Si uno viene del pueblo como yo aquel día, como si llega de Vigo, qué sé yo, se encuentra la City así a lo grande, pasmosa, ruidosa, llena de gente. Unos que van, otros que vienen, nadie que mira, todo el mundo a su bola. Gente guapa, gente fea, gente del extranjero… Claro, uno no siempre ha sido observador, o plumilla como hoy que toma nota de todo en una Moleskine para luego ponerlo negro sobre blanco. Como me decía ayer la escritora Irene Rodríguez Aseijas: “Paco, que acabemos juntos en una Redacción”. ¡La de caña que iba a dar yo! Así es todo.

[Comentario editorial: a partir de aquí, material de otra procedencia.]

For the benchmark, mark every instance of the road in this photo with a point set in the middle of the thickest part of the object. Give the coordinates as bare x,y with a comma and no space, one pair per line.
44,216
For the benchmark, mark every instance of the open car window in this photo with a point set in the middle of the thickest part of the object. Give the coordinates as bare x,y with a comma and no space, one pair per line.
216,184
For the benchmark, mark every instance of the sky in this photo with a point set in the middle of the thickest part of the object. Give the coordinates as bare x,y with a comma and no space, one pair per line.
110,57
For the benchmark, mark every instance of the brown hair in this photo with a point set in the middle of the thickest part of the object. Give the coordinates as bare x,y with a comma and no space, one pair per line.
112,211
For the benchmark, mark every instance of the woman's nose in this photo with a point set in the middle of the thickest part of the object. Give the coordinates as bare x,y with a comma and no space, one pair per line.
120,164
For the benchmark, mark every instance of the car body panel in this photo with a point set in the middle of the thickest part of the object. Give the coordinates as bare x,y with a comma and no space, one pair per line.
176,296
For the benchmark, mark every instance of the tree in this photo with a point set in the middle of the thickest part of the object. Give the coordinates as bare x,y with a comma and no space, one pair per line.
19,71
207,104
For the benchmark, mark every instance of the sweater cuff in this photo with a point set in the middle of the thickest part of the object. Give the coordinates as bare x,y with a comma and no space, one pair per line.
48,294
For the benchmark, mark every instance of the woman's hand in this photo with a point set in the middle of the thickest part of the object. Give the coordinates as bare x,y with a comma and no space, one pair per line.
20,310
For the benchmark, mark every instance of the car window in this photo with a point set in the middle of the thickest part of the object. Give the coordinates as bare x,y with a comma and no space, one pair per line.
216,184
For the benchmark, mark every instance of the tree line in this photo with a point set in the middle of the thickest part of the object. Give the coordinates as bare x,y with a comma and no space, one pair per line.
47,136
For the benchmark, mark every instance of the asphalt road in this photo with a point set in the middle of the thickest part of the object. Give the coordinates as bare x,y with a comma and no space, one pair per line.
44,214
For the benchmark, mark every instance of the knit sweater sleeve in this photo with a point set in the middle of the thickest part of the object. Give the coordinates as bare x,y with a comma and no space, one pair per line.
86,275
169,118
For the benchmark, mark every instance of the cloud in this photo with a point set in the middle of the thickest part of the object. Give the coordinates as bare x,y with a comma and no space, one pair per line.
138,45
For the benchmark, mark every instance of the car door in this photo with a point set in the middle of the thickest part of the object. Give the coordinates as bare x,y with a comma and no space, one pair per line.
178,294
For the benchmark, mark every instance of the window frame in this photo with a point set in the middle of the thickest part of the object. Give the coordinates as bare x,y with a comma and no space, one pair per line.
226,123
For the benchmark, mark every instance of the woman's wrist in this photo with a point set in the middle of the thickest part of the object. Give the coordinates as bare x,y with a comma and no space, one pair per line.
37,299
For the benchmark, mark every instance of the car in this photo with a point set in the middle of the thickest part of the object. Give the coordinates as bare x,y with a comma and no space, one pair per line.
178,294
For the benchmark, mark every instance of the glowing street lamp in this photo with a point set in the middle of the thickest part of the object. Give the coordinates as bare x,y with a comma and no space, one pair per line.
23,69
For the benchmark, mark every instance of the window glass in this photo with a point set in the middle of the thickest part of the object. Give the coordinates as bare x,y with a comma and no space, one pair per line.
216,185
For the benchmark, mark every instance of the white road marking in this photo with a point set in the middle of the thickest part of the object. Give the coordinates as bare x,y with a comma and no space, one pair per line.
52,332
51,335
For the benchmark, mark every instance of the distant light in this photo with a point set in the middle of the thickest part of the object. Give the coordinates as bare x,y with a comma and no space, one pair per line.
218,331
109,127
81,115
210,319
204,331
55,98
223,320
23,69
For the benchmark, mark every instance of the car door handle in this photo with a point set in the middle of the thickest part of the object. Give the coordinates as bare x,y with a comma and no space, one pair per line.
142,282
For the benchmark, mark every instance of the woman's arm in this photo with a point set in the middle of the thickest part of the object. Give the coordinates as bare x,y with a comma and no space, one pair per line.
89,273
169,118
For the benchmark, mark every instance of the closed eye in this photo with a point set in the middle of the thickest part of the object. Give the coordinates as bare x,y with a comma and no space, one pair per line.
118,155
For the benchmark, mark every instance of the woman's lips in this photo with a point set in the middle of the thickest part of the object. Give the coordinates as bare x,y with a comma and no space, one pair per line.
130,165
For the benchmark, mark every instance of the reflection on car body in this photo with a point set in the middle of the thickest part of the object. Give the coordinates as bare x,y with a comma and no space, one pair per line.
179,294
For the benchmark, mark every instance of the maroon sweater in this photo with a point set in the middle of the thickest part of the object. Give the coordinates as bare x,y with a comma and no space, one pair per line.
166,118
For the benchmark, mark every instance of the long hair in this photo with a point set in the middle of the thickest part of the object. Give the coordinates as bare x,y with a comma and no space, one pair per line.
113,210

Ya digo, luz negra. Hasta que toda una generación cambiamos los plomos, pusimos bombillas de bajo consumo y apareció el mundanal cosmopolitismo; luz y color, la sonrisa, el siglo XXI. Una copa aquí… ¡taaaaaaaaxi! Y todo aquello. Pero hay algo, seguro, que jamás cambiaré… ir de compras por Gran Vía.


(A don Agustín Rodríguez Sahagún, in memoriam).